Creatività, tradizione e recupero intelligente degli ingredienti: sono questi gli elementi che hanno caratterizzato la nuova ricetta proposta dallo chef Alessandro Giagnetich all’interno della trasmissione In cucina con lo chef, condotta da Alain Deejay nel programma Tutti Amici, in onda su Radio Adige TV.
Durante la puntata, Giagnetich ha presentato una ricetta di recupero pensata per dare nuova vita agli avanzi delle festività: la “Pera di pollo a modo mio”, un piatto tanto semplice quanto originale, capace di unire tecnica, gusto e fantasia.
Una ricetta che nasce dal recupero
La base del piatto è costituita da ali di pollo avanzate, tritate rigorosamente a coltello per preservare la struttura della carne. A rendere speciale l’impasto è l’utilizzo della gelatina naturale del pollo, recuperata dal fondo di cottura, e di una besciamella compatta, usata al posto dell’uovo come legante. Questa scelta permette di ottenere una polpetta estremamente morbida all’interno, senza appesantire il risultato finale.
L’impasto, lavorato a mano, viene modellato in una forma insolita e giocosa: una pera, pensata anche per avvicinare i bambini alla cucina e stimolare la loro curiosità. Dopo una semplice panatura con uovo e pangrattato, la “pera” viene fritta in olio caldo fino a raggiungere una doratura uniforme.

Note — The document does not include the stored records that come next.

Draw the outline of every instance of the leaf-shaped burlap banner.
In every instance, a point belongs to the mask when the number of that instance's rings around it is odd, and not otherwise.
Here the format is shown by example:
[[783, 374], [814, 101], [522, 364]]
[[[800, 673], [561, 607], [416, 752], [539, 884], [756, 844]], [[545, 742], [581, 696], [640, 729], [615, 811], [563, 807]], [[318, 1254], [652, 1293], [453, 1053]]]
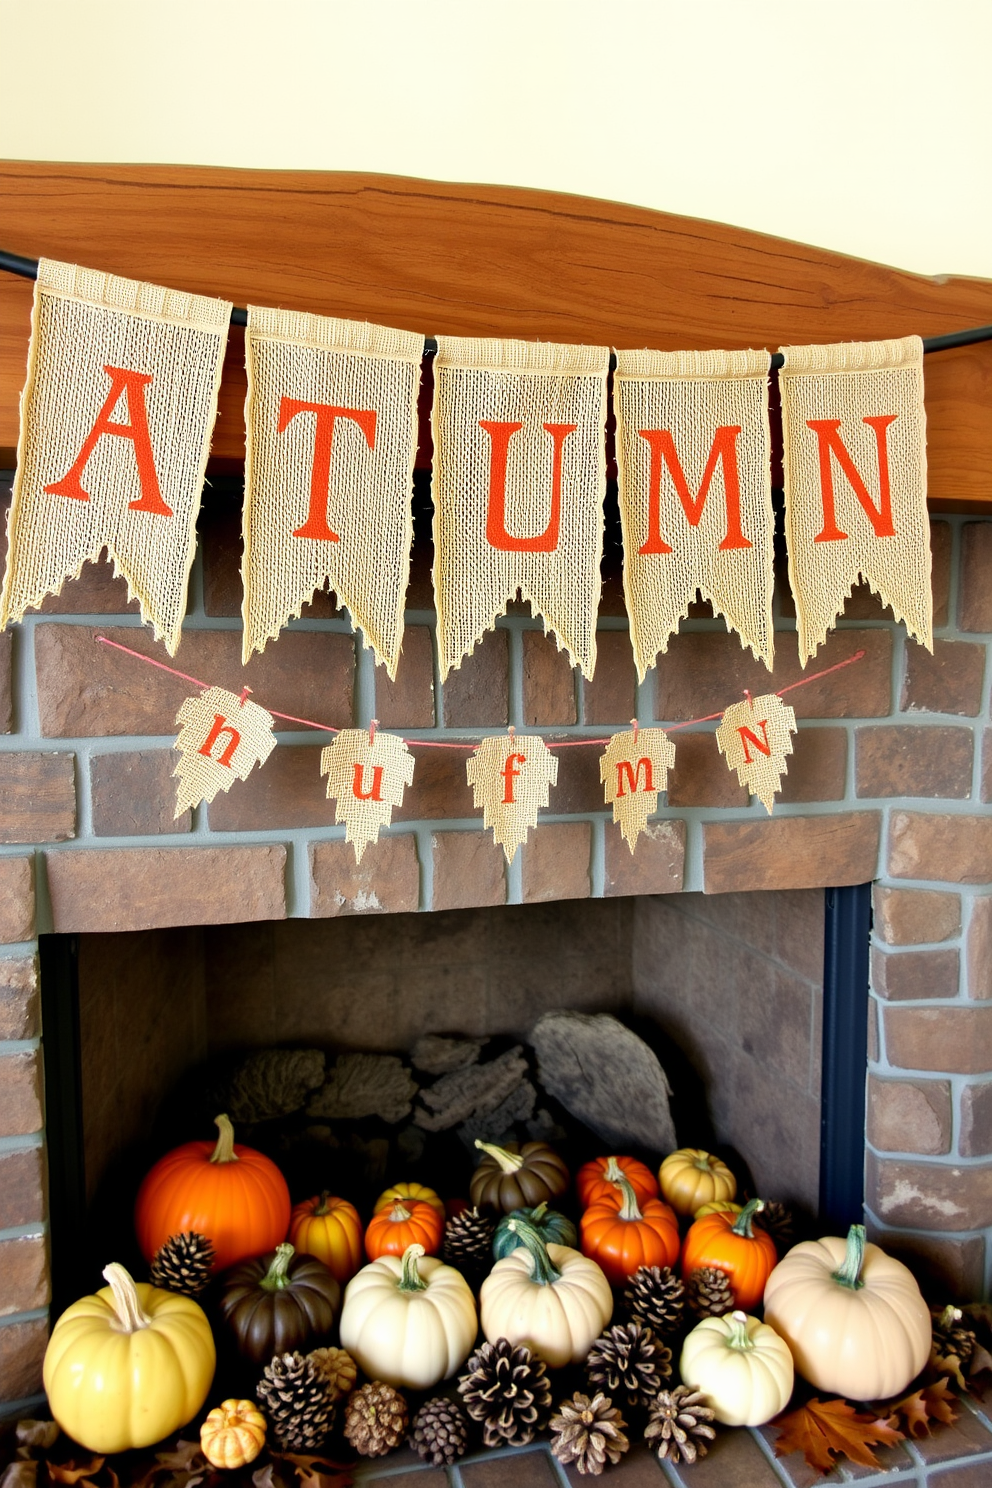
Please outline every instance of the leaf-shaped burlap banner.
[[465, 769], [482, 819], [512, 863], [558, 782], [558, 761], [539, 734], [496, 734], [483, 739]]
[[923, 342], [784, 346], [785, 537], [803, 666], [860, 578], [933, 650]]
[[320, 773], [327, 776], [327, 798], [334, 801], [334, 820], [345, 823], [345, 841], [360, 863], [370, 842], [402, 806], [413, 780], [413, 755], [395, 734], [342, 729], [320, 753]]
[[230, 790], [235, 780], [247, 780], [276, 747], [272, 714], [223, 687], [187, 698], [176, 722], [182, 724], [176, 739], [179, 762], [172, 772], [179, 781], [176, 817]]
[[0, 624], [106, 548], [179, 645], [231, 306], [43, 258]]
[[741, 785], [758, 797], [769, 816], [789, 768], [786, 755], [792, 753], [795, 732], [795, 713], [774, 692], [731, 703], [716, 731], [728, 769], [737, 771]]
[[658, 809], [658, 797], [668, 788], [668, 772], [675, 763], [675, 745], [664, 729], [632, 728], [613, 734], [599, 761], [599, 778], [606, 804], [631, 852]]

Tradizione piemontese e tocco personale
Come raccontato dallo chef in diretta, la ricetta prende ispirazione da una preparazione tradizionale dell’astigiano, dove la carne di coniglio avanzata veniva trasformata in polpette fritte. Giagnetich rielabora questa tradizione in chiave personale, adattandola al pollo e arricchendola con un impiattamento moderno.
Il piatto viene completato con una crema di zucchine, ottenuta da verdure spadellate e frullate con un tocco di panna e menta fresca, che dona freschezza e profumo. L’impiattamento finale, con la polpetta adagiata sulla crema e decorata da una fogliolina, richiama volutamente l’estetica di una vera pera.
Cucina semplice, per tutti
«È una ricetta che possono mangiare tutti – sottolinea Giagnetich – dai grandi ai bambini, cambiando forma e presentazione». Un piatto versatile, che può diventare antipasto, secondo o aperitivo, sempre all’insegna del recupero e della fantasia.